Performing backpropagation manually#
Performing backpropagation manually in PyTorch involves computing gradients of a loss function with respect to model parameters using the chain rule. Let’s go through the steps to perform backpropagation manually:
1. Define the Model#
First, we define a simple neural network model. Here’s an example:
import torch
import torch.nn as nn
class SimpleNN(nn.Module):
def __init__(self):
super(SimpleNN, self).__init__()
self.fc1 = nn.Linear(10, 5)
self.fc2 = nn.Linear(5, 1)
def forward(self, x):
x = torch.relu(self.fc1(x))
x = self.fc2(x)
return x
# Instantiate the model
model = SimpleNN()
2. Define the Loss Function#
Next, we define a loss function.

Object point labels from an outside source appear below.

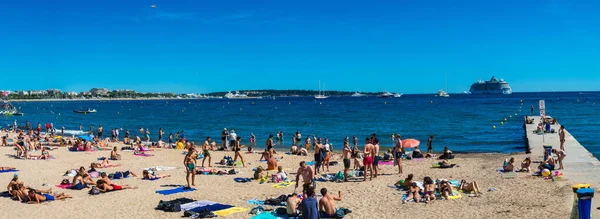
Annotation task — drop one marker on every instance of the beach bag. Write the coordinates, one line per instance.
(94, 191)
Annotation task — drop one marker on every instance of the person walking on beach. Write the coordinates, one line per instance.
(190, 165)
(398, 153)
(100, 131)
(160, 133)
(232, 139)
(346, 154)
(429, 147)
(205, 152)
(368, 159)
(308, 176)
(224, 135)
(561, 135)
(236, 148)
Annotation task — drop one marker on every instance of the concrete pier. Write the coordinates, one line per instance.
(580, 165)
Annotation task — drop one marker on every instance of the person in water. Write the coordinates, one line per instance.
(205, 151)
(190, 165)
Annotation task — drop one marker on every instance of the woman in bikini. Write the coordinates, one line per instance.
(146, 175)
(190, 164)
(413, 193)
(429, 187)
(236, 149)
(469, 187)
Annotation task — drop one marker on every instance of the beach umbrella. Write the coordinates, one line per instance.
(410, 143)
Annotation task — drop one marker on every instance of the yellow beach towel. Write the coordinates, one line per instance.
(229, 211)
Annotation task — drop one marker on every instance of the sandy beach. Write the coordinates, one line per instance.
(524, 196)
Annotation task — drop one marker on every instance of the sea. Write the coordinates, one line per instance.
(463, 122)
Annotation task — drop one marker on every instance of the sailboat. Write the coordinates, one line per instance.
(442, 93)
(320, 95)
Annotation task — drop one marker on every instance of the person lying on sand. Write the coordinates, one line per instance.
(104, 164)
(146, 175)
(509, 165)
(105, 187)
(525, 165)
(429, 187)
(327, 204)
(413, 193)
(469, 186)
(114, 155)
(37, 198)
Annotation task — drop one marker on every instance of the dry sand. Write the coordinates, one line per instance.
(522, 197)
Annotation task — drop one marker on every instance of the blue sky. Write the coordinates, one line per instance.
(204, 46)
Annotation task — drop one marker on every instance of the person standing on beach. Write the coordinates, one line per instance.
(237, 149)
(232, 139)
(398, 153)
(190, 165)
(346, 154)
(368, 159)
(429, 147)
(561, 135)
(308, 176)
(205, 152)
(224, 135)
(160, 133)
(100, 131)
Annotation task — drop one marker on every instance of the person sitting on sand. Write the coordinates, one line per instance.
(104, 164)
(146, 175)
(205, 152)
(429, 187)
(560, 156)
(272, 163)
(525, 165)
(105, 187)
(509, 166)
(39, 198)
(469, 187)
(413, 193)
(291, 205)
(447, 154)
(445, 188)
(327, 207)
(548, 163)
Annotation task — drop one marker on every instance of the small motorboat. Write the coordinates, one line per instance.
(85, 111)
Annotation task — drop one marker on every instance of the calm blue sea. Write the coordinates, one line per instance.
(463, 122)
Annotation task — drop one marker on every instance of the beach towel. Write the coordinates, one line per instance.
(8, 171)
(196, 204)
(283, 185)
(144, 155)
(229, 211)
(213, 207)
(175, 191)
(386, 162)
(160, 168)
(242, 180)
(64, 186)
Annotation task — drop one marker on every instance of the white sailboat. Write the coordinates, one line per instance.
(320, 95)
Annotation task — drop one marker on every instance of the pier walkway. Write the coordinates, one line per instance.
(580, 165)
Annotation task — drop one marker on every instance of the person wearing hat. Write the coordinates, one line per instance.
(224, 136)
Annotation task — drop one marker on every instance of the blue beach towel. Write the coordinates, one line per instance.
(175, 191)
(8, 171)
(213, 207)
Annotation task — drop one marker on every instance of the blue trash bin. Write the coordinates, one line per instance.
(584, 202)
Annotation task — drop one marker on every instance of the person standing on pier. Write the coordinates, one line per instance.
(561, 134)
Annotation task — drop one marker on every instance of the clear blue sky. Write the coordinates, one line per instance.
(204, 46)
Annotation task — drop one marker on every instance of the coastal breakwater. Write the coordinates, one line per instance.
(580, 165)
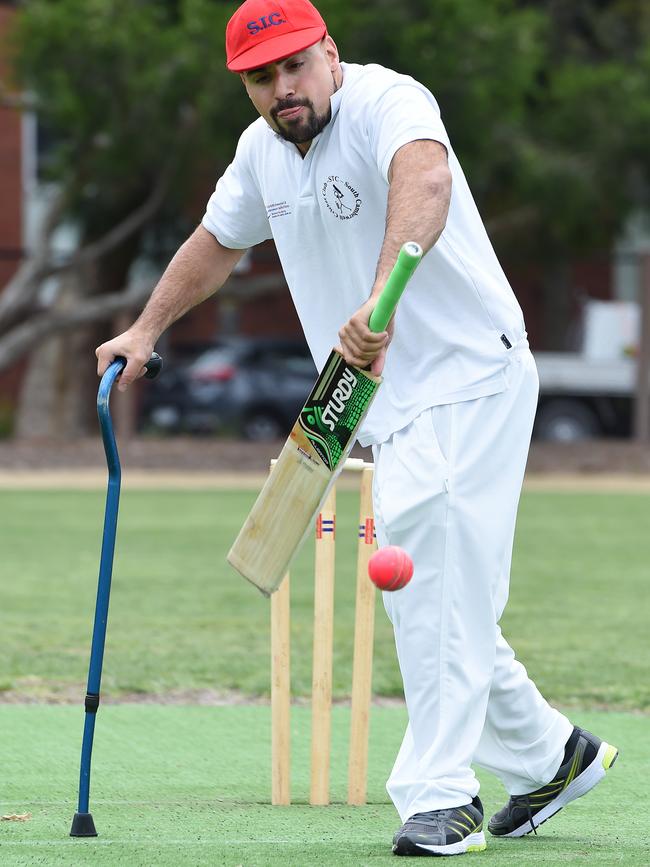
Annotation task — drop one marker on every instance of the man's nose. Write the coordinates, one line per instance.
(283, 86)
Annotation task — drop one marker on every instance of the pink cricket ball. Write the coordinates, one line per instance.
(390, 568)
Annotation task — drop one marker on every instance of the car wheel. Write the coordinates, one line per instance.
(261, 427)
(566, 421)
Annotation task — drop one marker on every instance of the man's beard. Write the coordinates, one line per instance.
(306, 127)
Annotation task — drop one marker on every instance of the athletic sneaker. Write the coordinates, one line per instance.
(586, 758)
(442, 832)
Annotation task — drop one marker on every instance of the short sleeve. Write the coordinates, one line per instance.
(403, 113)
(235, 212)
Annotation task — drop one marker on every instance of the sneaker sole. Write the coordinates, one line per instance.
(582, 784)
(471, 843)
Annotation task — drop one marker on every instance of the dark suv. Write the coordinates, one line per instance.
(251, 387)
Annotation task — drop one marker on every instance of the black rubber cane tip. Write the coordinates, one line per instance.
(83, 825)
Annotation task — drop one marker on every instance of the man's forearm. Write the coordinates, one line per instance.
(418, 201)
(199, 268)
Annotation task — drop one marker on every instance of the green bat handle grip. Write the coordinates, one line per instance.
(407, 261)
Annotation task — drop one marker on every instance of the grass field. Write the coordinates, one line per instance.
(191, 785)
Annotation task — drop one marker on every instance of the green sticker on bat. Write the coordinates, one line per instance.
(335, 408)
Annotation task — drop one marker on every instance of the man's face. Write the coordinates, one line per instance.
(293, 95)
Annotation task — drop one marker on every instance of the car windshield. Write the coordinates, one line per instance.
(211, 359)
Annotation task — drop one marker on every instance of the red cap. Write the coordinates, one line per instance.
(263, 31)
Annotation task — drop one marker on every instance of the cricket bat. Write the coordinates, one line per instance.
(315, 451)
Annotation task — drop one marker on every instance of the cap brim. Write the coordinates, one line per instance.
(276, 49)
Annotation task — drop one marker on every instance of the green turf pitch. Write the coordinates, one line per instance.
(190, 786)
(181, 619)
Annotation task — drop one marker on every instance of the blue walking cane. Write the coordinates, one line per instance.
(82, 823)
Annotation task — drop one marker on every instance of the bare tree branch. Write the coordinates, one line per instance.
(19, 295)
(118, 234)
(28, 334)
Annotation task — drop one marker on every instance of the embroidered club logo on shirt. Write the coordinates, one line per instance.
(341, 198)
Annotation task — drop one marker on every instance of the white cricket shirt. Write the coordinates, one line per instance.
(326, 214)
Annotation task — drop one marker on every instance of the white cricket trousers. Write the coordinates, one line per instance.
(446, 490)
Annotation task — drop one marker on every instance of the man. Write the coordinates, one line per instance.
(345, 164)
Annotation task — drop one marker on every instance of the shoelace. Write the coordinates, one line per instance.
(524, 801)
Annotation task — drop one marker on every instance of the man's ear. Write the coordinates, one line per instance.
(332, 52)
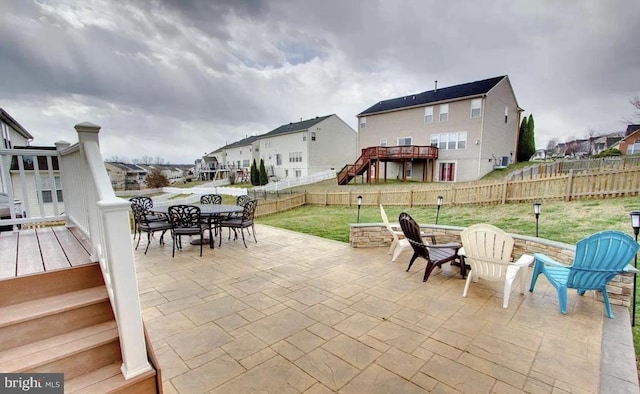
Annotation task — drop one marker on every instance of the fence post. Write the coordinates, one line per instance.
(505, 186)
(569, 188)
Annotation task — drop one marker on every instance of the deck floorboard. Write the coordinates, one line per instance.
(36, 250)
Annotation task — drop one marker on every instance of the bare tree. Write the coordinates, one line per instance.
(635, 101)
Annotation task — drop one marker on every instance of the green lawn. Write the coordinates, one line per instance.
(560, 221)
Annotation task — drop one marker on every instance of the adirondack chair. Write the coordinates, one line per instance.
(397, 244)
(487, 250)
(598, 259)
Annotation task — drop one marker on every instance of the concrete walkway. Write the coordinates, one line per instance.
(300, 314)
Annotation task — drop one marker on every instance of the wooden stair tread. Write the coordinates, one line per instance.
(104, 380)
(28, 357)
(34, 309)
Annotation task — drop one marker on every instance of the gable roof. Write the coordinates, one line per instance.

We’ll use Mean Squared Error (MSE) loss in this example:
criterion = nn.MSELoss()
3. Perform Forward Pass#
Now, we perform a forward pass through the model to compute predictions and the corresponding loss:
# Example input and target
input_data = torch.randn(1, 10)
target = torch.randn(1, 1)
# Forward pass
output = model(input_data)
loss = criterion(output, target)
4. Perform Backward Pass Manually#
After computing the loss, we manually perform the backward pass to compute gradients of the loss with respect to model parameters:
# Zero the gradients
model.zero_grad()
# Backward pass
loss.backward()
# Access gradients
for param in model.parameters():
print(param.grad)
Conclusion#
Performing backpropagation manually in PyTorch involves computing gradients of the loss function with respect to model parameters using the chain rule. By understanding the steps involved in manual backpropagation, we gain insight into how PyTorch handles gradient computation automatically during training. Manual backpropagation can be useful for debugging and understanding the inner workings of neural network training algorithms.